The third characteristic of effective data management is achieving good data quality. This involves processes and measures to ensure data is error-free and fit for its intended purposes. It includes data validation, cleansing, and profiling techniques to identify and address data anomalies or discrepancies.

“Today most organizations know that it’s a missing link,” said Hayley Ortega, Ippon’s head of client success. “Among the symptoms of bad data quality is redundancy, which in turn leads to higher costs related to data. They may be experiencing performance issues. They may be having inefficiencies because they don’t know who to talk to about a certain dataset, or their data’s just not in a good format to run models with it.”

When it comes to bad data, the symptoms often correspond to the risks – lost revenue and inaccurate analytics (which in turn lead to poor decision-making). Sometimes overlooked is damage to the organization’s reputation or brand.

Metadata Management

The fourth characteristic of effective data management is metadata management. This is the descriptive information attached to data – its structure, meaning, origin, and usage. If the data quality is suspect, then so is the metadata.

Managing metadata means capturing, organizing, and maintaining it to facilitate data discovery, understanding, and governance. This involves building metadata repositories, data dictionaries, and data lineage tracking (such as who generated the data, who used it, and when, etc.).

The importance of metadata management lies in its risks, such as applying outdated business rules to data and the time wasted verifying data definitions and sources. Most importantly, without metadata management, there is no single source of truth – the data the organization relies upon is accurate, comprehensive, and verifiable, and everyone in the enterprise can trust it.

Master Data Management

The fifth characteristic of effective data management is master data management. Master data management involves creating a single, authoritative source of master data and ensuring its consistency, accuracy, and integrity across the organization.

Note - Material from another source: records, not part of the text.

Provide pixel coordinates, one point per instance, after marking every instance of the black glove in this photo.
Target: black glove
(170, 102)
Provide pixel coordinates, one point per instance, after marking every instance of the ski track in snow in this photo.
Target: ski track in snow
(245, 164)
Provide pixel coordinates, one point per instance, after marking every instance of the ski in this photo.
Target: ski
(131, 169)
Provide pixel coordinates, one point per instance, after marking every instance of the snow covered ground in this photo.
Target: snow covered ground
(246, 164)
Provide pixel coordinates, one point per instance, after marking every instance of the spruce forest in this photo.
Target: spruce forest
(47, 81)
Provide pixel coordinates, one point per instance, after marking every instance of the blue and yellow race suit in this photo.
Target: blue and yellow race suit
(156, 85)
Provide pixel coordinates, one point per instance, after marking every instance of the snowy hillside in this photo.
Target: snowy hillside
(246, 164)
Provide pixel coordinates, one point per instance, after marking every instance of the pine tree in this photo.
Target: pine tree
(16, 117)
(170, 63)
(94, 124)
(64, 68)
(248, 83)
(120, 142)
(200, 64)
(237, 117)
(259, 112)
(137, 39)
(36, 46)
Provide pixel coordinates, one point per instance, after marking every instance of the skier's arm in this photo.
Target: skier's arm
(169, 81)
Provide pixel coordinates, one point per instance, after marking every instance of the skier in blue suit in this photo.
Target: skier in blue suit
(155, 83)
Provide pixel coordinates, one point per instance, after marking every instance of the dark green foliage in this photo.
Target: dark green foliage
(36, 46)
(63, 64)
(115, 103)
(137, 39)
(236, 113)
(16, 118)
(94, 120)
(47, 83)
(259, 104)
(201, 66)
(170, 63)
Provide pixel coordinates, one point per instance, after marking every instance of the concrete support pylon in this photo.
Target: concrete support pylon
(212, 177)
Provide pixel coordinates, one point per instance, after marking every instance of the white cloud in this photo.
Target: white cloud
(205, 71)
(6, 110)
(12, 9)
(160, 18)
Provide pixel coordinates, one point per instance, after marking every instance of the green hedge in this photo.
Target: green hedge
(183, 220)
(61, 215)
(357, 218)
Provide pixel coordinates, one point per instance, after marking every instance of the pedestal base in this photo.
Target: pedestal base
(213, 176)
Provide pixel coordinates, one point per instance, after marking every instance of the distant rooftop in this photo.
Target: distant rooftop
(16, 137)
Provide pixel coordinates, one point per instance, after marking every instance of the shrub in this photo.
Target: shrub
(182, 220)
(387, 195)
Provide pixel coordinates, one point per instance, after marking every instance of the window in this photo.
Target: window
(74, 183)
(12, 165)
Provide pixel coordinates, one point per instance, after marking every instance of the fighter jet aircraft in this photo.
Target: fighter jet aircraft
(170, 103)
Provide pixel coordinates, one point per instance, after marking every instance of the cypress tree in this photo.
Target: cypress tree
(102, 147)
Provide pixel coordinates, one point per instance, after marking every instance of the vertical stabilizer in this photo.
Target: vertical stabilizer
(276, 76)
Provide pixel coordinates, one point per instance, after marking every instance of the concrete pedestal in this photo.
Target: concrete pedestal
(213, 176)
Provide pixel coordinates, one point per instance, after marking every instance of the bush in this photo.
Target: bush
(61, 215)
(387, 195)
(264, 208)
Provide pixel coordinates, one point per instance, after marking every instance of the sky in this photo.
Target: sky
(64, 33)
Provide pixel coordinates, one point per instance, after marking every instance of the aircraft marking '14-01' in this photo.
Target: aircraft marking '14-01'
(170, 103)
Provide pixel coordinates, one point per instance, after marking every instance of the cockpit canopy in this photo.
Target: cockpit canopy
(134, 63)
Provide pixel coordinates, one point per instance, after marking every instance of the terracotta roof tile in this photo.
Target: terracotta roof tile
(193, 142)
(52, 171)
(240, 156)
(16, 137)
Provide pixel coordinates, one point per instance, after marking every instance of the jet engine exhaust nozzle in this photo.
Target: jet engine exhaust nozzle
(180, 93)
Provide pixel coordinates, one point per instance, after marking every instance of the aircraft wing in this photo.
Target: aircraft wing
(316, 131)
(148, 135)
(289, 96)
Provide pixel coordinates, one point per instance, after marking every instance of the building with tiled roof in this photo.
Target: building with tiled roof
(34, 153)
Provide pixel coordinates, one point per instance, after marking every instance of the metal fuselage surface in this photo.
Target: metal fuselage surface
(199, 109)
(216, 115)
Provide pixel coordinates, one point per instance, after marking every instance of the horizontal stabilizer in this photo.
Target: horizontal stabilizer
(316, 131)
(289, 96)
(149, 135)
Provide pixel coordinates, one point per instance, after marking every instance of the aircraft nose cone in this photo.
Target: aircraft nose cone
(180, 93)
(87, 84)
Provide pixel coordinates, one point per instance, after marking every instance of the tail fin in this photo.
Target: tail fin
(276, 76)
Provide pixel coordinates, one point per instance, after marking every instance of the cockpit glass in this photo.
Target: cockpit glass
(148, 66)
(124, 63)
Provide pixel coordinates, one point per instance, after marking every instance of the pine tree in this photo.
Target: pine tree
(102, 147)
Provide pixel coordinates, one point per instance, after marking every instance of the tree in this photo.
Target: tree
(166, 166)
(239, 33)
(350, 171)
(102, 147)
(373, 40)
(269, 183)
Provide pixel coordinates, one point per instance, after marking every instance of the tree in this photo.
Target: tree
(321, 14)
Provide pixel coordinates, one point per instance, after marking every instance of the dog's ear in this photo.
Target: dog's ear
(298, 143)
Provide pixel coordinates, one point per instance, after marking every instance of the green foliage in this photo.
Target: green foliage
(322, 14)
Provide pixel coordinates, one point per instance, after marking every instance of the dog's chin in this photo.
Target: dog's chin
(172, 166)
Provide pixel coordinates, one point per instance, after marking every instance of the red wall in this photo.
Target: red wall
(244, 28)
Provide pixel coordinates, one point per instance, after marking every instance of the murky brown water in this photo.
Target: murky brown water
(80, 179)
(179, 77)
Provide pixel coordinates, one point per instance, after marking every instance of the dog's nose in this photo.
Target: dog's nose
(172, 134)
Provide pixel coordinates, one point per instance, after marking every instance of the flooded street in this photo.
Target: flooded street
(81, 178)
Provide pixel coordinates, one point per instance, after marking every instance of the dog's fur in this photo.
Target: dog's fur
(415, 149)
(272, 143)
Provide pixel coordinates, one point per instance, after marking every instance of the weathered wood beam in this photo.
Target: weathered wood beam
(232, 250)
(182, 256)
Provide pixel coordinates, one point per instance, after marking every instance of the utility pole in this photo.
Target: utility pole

The risks attached to the failure to manage an organization’s master data include creating redundant data, including changes reflected in one place and not others. Related, it leads to inconsistent, incomplete, or obsolete data being used in multiple systems or applications. And it adds to the high cost of data storage and maintenance.

By emphasizing master data management, organizations consolidate data consistency across systems, along with providing reliable, complete, and timely data. These benefits lead to lower costs in maintenance, which also translate into maximizing the investments organizations make.